Sample Selector

Sample Selector is a tool for creating and editing samples, or groups of data you compare across—they're not "samples" in the statistical sense, but more like filters.

By default, a single sample exists: "All Data". With the Sample Selector, you can create new samples to organize your data.

You can use samples to:

A sample is composed of one or more filters, specific conditions that narrow down your sample.

Creating a sample

The general process for creating a sample is to:

The effect of multiple filters

DataShop interprets each filter after the first as an additional restriction on the data that is included in the sample. This is also known as a logical "AND". You can see the results of multiple filters in the sample preview as soon as all filters are "saved".

Export: Getting Data Out

DataShop's Export function allows you to save your log data out of DataShop and into an anonymous, tab-delimited text file. As in the other DataShop reporting tools, the sample selector allows you to filter rows based on criteria you define, and apply your own knowledge component model to the data before exporting.

Exporting data

  1. Select samples to include in your data by clicking the name of the sample(s) in the sidebar. (Bolded sample names are included.) The Export preview will update to reflect the changes you've made. If you select more than one sample to export, transactions/steps/problems that occur in more than one sample will be duplicated in the export. You can identify them with the "Sample" column.
  2. Examine the "Export File Status" table above the Export button to see 1) how fast the export process will be, and 2) to gauge the age of the cached export file, if one exists.
    - Checkmark Icon means the sample is cached and up-to-date. DataShop will prepare the file for download quickly.
    - Hourglass Icon means the sample is not cached, so exporting may take considerably longer.
    - Alert Icon means that although the sample is cached, either recent KC models or logged data are not yet included in the sample. To find out which, hover your mouse cursor over the icon. This sample should be up-to-date within 24 hours.
    Including at least one sample that is not up-to-date means the export will take longer.
    Note: If a sample is not cached, the order of rows in the export preview table may not match the order that you will see in the export file (i.e., rows ordered by session, then time).
  3. (Export by Student-Step or Student-Problem only) Select the desired knowledge component model from the knowledge component model combobox. The Export Preview will update to display a table with the chosen knowledge component model applied.
  4. Click the Export button. When the export process is complete, you will be prompted to save a zip file containing a folder hierarchy of one or more text files, each containing a tab-delimited export.
    Note: The naming convention for the top-level zip file is: the dataset ID (a number visible in the URL of each DataShop webpage that uniquely identifies the dataset), the export type, and a timestamp. For exports that are specific to a KC model, the KC model ID is also included in the file name. Within the exported zip file, a text file is included for each selected sample. The naming convention for these files is: the sample name, sample ID, and the time stamp from when the data was cached.

Viewing exported data

You can now view and edit your file in a text or spreadsheet editor.
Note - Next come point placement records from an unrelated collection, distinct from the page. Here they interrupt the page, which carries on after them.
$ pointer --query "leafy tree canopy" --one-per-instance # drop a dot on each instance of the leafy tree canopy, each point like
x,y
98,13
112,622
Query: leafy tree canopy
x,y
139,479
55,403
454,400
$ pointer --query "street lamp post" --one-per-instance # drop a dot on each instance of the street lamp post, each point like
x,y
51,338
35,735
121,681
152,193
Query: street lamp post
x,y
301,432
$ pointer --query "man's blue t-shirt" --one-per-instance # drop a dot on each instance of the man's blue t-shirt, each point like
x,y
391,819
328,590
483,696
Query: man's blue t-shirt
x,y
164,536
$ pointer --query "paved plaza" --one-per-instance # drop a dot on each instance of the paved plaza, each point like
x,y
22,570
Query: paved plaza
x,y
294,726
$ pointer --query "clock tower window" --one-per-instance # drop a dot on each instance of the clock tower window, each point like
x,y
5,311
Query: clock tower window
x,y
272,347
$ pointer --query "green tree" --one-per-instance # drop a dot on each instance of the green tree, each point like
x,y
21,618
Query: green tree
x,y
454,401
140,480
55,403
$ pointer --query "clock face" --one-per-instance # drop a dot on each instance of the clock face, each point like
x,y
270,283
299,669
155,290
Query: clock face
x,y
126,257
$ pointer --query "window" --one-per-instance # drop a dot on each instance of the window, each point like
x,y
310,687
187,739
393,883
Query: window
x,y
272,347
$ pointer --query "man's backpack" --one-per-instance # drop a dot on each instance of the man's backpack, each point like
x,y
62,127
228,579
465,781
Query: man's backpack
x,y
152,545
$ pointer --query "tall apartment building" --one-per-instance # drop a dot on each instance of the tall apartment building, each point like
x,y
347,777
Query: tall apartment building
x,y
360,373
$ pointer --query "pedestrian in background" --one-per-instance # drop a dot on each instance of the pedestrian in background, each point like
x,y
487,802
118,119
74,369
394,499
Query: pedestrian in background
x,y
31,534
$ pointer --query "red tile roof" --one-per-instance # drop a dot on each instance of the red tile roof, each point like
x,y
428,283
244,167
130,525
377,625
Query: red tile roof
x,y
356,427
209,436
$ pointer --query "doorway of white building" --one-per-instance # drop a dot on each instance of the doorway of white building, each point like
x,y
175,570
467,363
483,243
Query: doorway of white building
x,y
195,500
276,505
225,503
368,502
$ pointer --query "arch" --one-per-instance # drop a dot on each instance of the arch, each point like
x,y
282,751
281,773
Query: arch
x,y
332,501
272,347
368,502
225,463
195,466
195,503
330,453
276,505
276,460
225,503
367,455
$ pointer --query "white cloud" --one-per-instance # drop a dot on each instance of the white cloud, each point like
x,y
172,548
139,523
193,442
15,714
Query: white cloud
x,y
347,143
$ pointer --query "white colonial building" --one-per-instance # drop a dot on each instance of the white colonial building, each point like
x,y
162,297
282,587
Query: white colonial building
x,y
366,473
Important: If you save your data from a spreadsheet editor and would like to import the data into DataShop, be sure to preserve the tab-delimited text format of the file.

Microsoft Excel users: potential data loss when opening and saving exported data in Excel

Newer versions of Microsoft Excel tend to automatically format date/time fields for you. The result of this is that timestamp values are presented in a format that may obscure levels of detail in the time data. If you then save the file from Excel, you will lose this information!

To work around this issue and safely view your data in Microsoft Excel:

  1. Launch Microsoft Excel.
  2. Select File > Open. Do not double-click your data file or drag it into Excel as you won't be able to complete the following steps.
  3. Browse for your exported data file and click Open. A Text Import Wizard will appear.
  4. On screen 1 of 3 of the Text Import Wizard, ensure that Delimited is selected as the Original Data Type. Click Next.
  5. On screen 2 of 3 of the Text Import Wizard, ensure that Tab is selected as the only delimiter, and click Next.
  6. On screen 3 of 3 of the Text Import Wizard, select all columns (click the first column, hold SHIFT, and click the last column). With all columns selected, change the Column data format to Text. The preview should update so that the header Text appears over each.
  7. Click Finish. You can now view your data in Excel, as Excel now knows not to automatically format any columns.

Column descriptions

Columns of the current export formats are described below.

Note: The list and order of columns in any of the export formats can change at any time. If you are writing a program that expects the columns in a certain order, be sure to verify the header of the column before assuming it's the column you expect.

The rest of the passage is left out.